Corporates engaged in this trade will be protected from vigilantes because (i) chapter V, section 14, of the so-called APMC Bypass act and Contract Farming Act have an overriding effect over any law in force, (ii) under section 13, no suit, prosecution or other legal proceedings can be made against the central or state government, or an officer of government, or any other person. [A person under the farm laws is an individual, partnership firm, company, limited liability partnership, cooperative society, society, or any association or body.]

Finally, under section 15, no civil court shall have jurisdiction to entertain any suit or proceeding on any matter. Yet cognizance can be taken of any issue and it can be disposed of by any authority empowered under this Act or its rules.

Sheltered by the Slaughter Act, vigilantes could be let loose and directed to attack small transporters, traders, local butchers, and farmers who dare move around with their animals to ensure that not one animal finds its way to plates as beef.
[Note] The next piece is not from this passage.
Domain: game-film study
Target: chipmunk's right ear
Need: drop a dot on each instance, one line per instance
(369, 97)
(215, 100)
This high-level plan commissioned by the government, if carried through, will, without a doubt, take beef off the menu. It will also structurally (and completely) shift beef out of the country as a means to secure a Brahmanical vision of beef-free India in which corporate profits balloon; capitalism and the holy cow politics in a win-win situation.

Sinister designs behind slaughter bans, dairy, and beef exports will dispossess small and marginal farmers from their bovine-dependent livelihoods and consolidate Brahmanical capitalist control over our food and lives.

Source : The leaflet , Feb 16,2021 (Sagari Ramdas is a veterinary scientist with the Food Sovereignty Alliance, India. The views expressed are personal.)